I ran in to this problem and I can't figure it out myself. Can anyone give me a hint?
A linear-hashing scheme with blocks that hold k records uses a threshold constant c, such that the current number of buckets n and the current number of records r are related by r = ckn.
(a) Suppose for convenience that each key occurs exactly its expected number of times. As a function of c, k, and n, how many blocks, including overflow blocks, are needed for the structure?
(b) Keys will not generally distribute equally, but rather the number of records with a given key (or suffix of a key) will be Poisson distributed. That is, if Lambda is the expected number of records with a given key suffix, then the actual number of such records will be i with probability prob_poisson.

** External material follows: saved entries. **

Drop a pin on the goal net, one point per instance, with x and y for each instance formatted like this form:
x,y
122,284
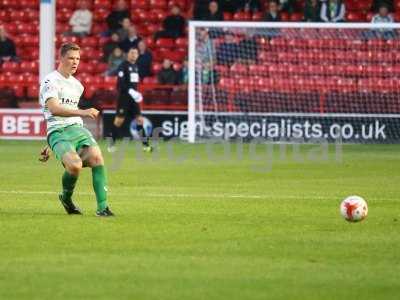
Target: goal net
x,y
294,81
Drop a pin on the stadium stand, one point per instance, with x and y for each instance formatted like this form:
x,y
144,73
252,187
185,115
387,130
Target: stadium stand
x,y
21,21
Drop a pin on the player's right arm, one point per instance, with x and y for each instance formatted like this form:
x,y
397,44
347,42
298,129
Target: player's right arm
x,y
58,110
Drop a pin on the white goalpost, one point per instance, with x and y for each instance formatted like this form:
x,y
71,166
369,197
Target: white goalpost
x,y
284,81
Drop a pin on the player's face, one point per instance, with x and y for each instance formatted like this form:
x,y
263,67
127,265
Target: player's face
x,y
133,55
70,61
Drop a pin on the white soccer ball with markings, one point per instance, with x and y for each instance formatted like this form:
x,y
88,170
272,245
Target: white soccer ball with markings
x,y
354,209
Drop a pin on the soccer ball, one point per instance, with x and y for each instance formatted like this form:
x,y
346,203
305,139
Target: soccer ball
x,y
354,209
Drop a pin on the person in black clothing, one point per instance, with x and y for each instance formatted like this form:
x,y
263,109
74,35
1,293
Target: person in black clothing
x,y
167,74
7,47
312,11
273,12
174,25
116,16
214,13
131,41
128,101
144,61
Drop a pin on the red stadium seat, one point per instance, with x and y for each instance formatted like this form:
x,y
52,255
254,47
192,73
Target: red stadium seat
x,y
31,40
181,3
29,67
4,16
239,69
259,69
296,17
31,4
156,67
28,28
100,15
98,28
63,15
242,16
142,16
62,27
10,66
165,43
285,17
181,42
177,66
101,68
227,16
257,16
150,42
142,4
227,84
66,4
17,16
158,16
158,4
102,4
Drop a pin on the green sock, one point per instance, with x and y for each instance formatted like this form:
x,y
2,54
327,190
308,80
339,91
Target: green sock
x,y
68,182
100,186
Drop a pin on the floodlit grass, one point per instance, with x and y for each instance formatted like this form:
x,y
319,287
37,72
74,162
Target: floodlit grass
x,y
195,223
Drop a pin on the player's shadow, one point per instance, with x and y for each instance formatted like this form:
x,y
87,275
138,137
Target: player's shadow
x,y
28,213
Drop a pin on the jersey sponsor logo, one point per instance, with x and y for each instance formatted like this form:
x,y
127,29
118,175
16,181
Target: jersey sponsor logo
x,y
69,101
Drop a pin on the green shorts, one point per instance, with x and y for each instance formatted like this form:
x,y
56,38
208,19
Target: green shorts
x,y
69,139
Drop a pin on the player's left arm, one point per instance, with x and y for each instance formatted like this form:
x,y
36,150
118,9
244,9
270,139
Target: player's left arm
x,y
45,154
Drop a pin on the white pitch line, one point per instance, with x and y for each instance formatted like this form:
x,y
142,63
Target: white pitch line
x,y
176,195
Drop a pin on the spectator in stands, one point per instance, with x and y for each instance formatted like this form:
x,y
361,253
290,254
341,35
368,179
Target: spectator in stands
x,y
131,41
389,4
273,12
312,11
114,60
247,6
227,50
144,61
167,74
123,32
287,5
81,20
7,47
184,73
173,25
333,11
109,47
214,13
248,50
383,16
116,16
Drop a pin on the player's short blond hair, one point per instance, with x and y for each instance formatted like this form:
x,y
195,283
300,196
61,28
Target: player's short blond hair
x,y
67,47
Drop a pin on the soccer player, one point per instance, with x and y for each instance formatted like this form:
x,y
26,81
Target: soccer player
x,y
69,140
128,101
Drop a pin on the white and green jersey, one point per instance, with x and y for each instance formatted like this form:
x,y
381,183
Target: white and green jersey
x,y
68,91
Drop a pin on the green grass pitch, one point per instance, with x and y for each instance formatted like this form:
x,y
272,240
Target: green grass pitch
x,y
193,223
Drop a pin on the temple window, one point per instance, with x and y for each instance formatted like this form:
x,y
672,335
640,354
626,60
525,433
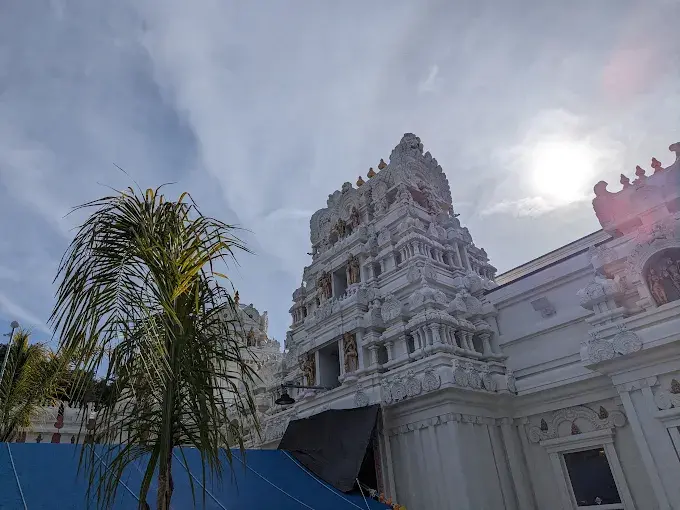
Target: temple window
x,y
329,365
382,355
339,282
662,276
591,479
410,344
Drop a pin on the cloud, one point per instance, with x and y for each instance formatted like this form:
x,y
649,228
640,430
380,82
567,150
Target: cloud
x,y
428,85
25,317
529,206
262,111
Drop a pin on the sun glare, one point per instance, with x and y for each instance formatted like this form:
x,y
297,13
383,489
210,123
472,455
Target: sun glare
x,y
562,170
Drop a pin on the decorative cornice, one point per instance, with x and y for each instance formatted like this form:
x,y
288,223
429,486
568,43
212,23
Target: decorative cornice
x,y
402,387
667,399
602,419
443,419
597,349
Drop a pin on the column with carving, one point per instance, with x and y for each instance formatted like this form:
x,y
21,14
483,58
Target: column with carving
x,y
657,453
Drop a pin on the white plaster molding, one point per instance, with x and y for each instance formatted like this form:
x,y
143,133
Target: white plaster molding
x,y
640,384
550,430
597,349
361,399
670,398
600,438
442,420
404,386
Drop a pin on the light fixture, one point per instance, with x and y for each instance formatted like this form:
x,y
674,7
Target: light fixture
x,y
284,399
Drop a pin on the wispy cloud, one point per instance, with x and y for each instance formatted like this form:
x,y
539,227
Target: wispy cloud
x,y
529,206
25,317
428,84
262,111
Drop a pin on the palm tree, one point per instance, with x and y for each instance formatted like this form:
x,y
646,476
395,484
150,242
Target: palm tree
x,y
139,292
32,379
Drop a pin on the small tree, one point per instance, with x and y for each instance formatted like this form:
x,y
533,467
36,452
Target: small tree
x,y
138,290
32,379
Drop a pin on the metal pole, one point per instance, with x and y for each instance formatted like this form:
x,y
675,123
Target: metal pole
x,y
14,326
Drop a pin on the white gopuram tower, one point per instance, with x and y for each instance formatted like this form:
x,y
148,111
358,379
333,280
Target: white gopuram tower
x,y
392,312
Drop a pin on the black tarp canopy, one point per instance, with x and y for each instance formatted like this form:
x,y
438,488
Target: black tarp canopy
x,y
332,444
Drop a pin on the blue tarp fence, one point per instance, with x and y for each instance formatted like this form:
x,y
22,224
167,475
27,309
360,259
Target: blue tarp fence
x,y
45,476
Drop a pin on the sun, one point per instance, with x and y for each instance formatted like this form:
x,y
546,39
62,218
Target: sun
x,y
562,170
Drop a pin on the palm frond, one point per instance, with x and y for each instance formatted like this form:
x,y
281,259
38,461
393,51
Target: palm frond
x,y
139,292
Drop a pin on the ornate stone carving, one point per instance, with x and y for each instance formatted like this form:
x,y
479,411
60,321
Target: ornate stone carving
x,y
360,397
404,195
431,380
625,341
668,399
354,218
308,366
460,376
474,379
391,308
601,255
398,390
421,270
544,306
340,228
353,269
324,286
412,384
386,392
510,381
487,380
598,290
384,237
663,277
597,349
571,414
351,355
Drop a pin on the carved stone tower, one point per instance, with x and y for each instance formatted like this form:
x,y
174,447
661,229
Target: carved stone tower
x,y
392,306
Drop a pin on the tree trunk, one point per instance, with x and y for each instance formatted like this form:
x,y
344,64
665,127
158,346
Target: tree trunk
x,y
165,483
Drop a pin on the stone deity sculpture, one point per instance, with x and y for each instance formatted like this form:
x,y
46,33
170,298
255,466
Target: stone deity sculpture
x,y
354,218
351,354
353,269
672,272
655,283
324,286
340,228
309,369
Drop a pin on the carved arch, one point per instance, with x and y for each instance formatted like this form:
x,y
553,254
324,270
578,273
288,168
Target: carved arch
x,y
597,421
661,275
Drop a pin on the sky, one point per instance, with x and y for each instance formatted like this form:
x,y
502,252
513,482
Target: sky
x,y
262,109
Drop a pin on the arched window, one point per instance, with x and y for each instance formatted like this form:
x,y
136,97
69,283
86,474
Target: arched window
x,y
662,276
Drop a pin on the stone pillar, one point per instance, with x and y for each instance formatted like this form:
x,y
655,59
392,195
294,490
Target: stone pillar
x,y
464,257
317,376
341,355
486,345
360,350
653,441
518,465
389,346
373,349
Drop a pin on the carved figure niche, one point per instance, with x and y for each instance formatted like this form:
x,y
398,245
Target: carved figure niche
x,y
662,275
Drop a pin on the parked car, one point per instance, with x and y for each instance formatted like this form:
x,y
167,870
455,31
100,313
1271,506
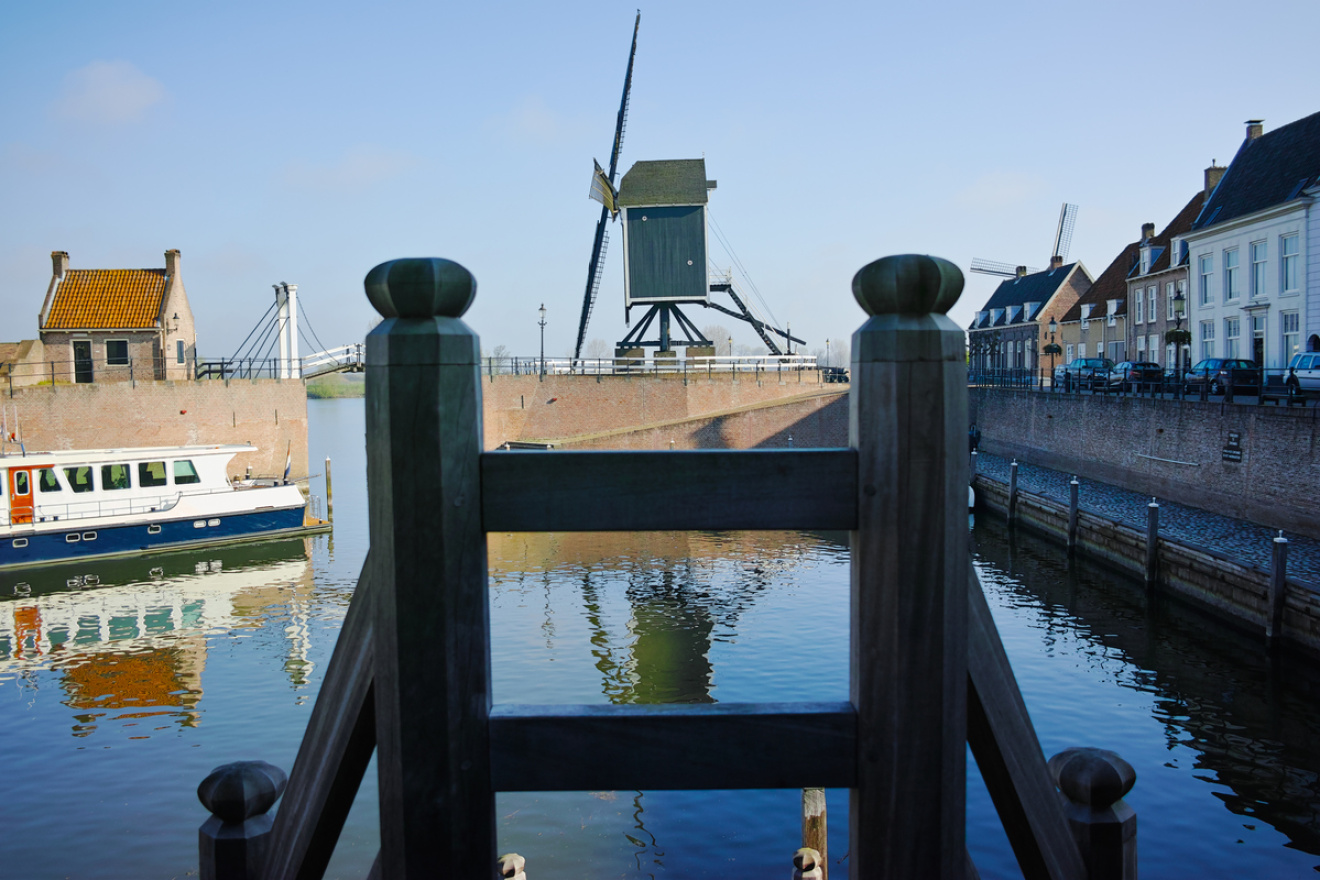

Under this assumption, calculate the expected number of blocks used, as a function of c, k, and n.
For part (a), there are 2^( ceil( log_2(n) ) - n buckets that represent twice as many keys, thus the number of overflowed record per these buckets is (cnk - nk) / ( 2^( ceil( log_2(n) ) - n ), cnk is the number of total records and nk are those that fit in the first block of each bucket. Divide it by k to obtain the number of buckets, and for the reason that c can be less than 1, I should apply a max function before adding the number of overflow blocks to the total blocks. Then the answer will be n + max( 0, (cn - n) / ( 2^( ceil( log_2(n) ) - n ). Am I correct with this approach? k seems to be missing in my answer
As for part (b), I totally have no idea where to start with. Do I have to first go with the CDF of Poisson distribution to find the probability that this bucket does not overflow, and then sum up the number of over flow buckets multiply by corresponding pmf, in order to find the expected value? Since I am dealing with a Poisson distribution, I need the lambda value for computing pmf, how can I get the lambda?